Öncelikle bu toplantının hiç kimsenin "gösteri" yapmadığı, bütün katılımcıların gerçeğe ulaşma amacıyla "köşeli" konuşup, birbirlerini dikkatle dinlediği bir etkinlik olduğunu belirtmeliyim. Toplantıya egemen olan ortak istem, ŞİÖ'nün işbirliği kapsamını genişletip, uluslararası düzlemde daha etkin bir rol oynaması gerektiği yönündeydi. Tartışmalarda çözümden çok arayışın hâkim olduğu alan ise, bunun nasıl ve hangi araç ya da düzenekler aracılığıyla gerçekleştirilebileceğine ilişkindi. Bu sorunsalın odak noktasını da, değişik ülkelerin Avrasya Dayanışması'ndan farklı beklentilerini ortak eylem temelinde karşılayacak bir eşgüdümün, bu ülkelerin ulusal egemenliklerini çiğnemeden nasıl sağlanabileceği oluşturmaktaydı.

Milli devlet, çağımızda toplumsal ve iktisadi gelişmenin temel birimidir. Ezilen-Gelişen Dünya'nın milli devletleri arasındaki dayanışma ve işbirliği de bu temel üstünde yükselmektedir. ŞİÖ'nün, NATO'dan, Avrupa Birliği'nden ya da Atlantik Sistemi içindeki herhangi bir Serbest Ticaret Bölgesi'nden farklı olması bu nedenledir. Atlantik Sistemi içindeki uluslararası ilişkiler, kimi ülkelerin milli egemenliklerinin emperyalist ülkeler lehine çiğnenmesi üstüne kuruludur. Barış içinde bir arada yaşamanın beş ilkesi, Avrasya'nın uluslararası hukuk düzeninin temelidir. Saldırmazlık, toprak bütünlüğüne ve milli egemenliklere karşılıklı saygı, birbirlerinin içişlerine karışmama, eşitlik ve karşılıklı yarar ilkeleri, ilk olarak 1952 yılında Çu Enlay tarafından formüle edilmiş ve daha sonra Bağlantısızlar Hareketi'nce benimsenmiştir.
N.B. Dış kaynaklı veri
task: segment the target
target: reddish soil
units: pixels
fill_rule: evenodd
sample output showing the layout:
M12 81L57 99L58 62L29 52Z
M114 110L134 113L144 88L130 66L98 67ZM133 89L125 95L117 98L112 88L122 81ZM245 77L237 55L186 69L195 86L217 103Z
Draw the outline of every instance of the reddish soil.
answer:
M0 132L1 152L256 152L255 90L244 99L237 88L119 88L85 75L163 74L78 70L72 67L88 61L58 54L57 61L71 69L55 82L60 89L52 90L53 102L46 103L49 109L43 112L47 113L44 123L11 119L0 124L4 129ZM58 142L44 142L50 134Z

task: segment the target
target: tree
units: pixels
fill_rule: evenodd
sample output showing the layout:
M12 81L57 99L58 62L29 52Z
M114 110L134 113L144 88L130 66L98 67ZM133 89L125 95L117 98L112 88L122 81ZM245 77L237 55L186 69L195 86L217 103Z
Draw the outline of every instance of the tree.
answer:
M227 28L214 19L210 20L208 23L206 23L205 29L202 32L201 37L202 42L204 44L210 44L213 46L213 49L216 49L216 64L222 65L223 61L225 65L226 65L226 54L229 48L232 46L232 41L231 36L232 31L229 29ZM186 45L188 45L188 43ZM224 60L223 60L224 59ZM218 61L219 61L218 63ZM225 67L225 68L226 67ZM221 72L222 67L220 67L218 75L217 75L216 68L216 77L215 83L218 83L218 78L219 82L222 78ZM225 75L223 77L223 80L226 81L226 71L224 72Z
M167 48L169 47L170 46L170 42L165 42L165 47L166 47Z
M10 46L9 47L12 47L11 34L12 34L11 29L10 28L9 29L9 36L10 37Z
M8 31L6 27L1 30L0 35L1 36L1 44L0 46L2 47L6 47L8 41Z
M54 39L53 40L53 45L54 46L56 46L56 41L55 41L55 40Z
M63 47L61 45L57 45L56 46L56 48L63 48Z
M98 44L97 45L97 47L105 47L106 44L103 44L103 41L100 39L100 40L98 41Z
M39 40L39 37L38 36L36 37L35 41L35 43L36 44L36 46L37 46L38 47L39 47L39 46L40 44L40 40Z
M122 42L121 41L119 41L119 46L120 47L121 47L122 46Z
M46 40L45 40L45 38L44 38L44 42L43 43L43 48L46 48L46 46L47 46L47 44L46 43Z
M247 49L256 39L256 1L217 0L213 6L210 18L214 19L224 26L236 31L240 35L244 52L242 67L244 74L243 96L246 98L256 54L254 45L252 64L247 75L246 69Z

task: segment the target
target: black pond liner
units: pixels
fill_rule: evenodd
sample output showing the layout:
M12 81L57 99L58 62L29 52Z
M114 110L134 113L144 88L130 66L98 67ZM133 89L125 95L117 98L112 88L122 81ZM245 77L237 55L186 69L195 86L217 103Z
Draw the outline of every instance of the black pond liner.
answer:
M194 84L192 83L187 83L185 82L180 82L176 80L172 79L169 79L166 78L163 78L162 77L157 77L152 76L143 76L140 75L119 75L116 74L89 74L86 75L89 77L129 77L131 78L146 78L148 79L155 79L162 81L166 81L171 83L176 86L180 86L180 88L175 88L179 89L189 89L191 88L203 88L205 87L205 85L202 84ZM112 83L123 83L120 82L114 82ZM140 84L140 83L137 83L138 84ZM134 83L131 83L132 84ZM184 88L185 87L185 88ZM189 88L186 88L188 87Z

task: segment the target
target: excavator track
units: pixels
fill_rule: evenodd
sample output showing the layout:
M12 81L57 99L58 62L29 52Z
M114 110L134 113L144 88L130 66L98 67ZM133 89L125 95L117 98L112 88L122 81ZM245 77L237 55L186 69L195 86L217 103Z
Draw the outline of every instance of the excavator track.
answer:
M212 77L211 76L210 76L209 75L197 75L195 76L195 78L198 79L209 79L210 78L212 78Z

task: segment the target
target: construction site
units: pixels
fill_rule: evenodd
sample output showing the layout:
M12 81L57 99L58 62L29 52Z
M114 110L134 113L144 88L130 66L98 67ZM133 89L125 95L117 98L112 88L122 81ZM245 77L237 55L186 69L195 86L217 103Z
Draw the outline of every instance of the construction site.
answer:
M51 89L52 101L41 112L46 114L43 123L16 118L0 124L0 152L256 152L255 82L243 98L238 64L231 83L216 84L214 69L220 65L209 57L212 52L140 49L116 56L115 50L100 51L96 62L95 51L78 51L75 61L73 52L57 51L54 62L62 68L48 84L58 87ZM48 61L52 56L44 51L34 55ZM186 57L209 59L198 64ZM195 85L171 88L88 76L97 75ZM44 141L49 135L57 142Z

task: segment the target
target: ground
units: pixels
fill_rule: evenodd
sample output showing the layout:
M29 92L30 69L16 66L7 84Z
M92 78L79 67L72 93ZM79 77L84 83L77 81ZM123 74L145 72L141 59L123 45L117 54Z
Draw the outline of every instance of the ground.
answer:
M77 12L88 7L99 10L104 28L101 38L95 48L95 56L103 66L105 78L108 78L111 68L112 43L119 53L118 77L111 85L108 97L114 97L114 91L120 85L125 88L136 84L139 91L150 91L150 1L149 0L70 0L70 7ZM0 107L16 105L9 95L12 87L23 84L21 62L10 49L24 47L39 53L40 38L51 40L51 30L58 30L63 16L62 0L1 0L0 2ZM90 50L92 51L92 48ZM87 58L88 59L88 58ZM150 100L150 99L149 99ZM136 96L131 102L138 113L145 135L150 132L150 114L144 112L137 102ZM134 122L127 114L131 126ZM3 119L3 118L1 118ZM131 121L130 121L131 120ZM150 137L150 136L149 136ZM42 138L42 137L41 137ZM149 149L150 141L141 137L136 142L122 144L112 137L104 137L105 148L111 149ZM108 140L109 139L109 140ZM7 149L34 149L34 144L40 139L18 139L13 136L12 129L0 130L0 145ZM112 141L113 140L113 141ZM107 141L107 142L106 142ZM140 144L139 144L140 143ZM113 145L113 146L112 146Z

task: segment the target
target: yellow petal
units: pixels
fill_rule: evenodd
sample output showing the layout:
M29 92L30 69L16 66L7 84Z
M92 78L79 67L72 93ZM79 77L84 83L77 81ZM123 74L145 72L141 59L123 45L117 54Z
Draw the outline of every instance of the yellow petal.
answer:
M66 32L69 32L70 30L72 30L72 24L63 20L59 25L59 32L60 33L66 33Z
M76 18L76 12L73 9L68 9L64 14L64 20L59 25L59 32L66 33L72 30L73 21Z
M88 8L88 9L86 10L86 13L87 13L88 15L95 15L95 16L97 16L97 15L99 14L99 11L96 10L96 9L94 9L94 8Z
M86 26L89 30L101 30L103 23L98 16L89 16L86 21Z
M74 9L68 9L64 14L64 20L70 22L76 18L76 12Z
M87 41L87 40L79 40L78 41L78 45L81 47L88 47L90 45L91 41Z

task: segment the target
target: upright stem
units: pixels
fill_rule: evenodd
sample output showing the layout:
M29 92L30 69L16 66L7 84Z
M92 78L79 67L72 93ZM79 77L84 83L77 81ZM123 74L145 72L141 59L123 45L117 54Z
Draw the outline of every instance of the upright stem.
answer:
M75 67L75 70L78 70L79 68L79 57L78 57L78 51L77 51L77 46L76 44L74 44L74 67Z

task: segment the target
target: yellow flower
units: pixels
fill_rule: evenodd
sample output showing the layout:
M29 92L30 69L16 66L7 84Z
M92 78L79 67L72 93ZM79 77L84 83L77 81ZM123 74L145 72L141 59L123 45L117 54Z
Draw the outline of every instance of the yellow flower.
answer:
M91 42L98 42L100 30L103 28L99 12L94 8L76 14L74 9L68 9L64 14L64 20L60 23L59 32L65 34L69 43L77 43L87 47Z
Başlangıç: Ortak ve yakın tehdide karşı işbirliği

Başlangıçta Avrasya ülkelerini işbirliğine yönelten etken, ortak ve yakın tehditlere birlikte karşı koyma gereksinimi olmuştur. 1995'te "terörizm, aşırıcılık ve köktencilik" tehdidine karşı Şanghay Beşlisi'nin oluşturulması, bu ülkelerde var olan etnik ve dinsel temeldeki benzer toplumsal fay hatlarının emperyalist sistem tarafından kurcalanmasının önüne geçmek içindir. Daha sonra hem ülke bileşimi, hem de işbirliğinin temeli genişletilerek, bu kuruluş, ŞİÖ'ye dönüştürülmüştür.

ŞİÖ için iki önemli hedef

Toplantıda ŞİÖ açısından iki önemli hedef dile getirilmiştir. Birincisi, bir "tehditlere yanıt" örgütü olarak kurulan ŞİÖ'nün, uluslararası düzlemde gelişmelere yön veren bir kuruluşa dönüştürülmesidir. İkincisi de işbirliği zemininin yaşamın her alanında yeni bir seçenek oluşturacak bir düzleme taşınmasıdır.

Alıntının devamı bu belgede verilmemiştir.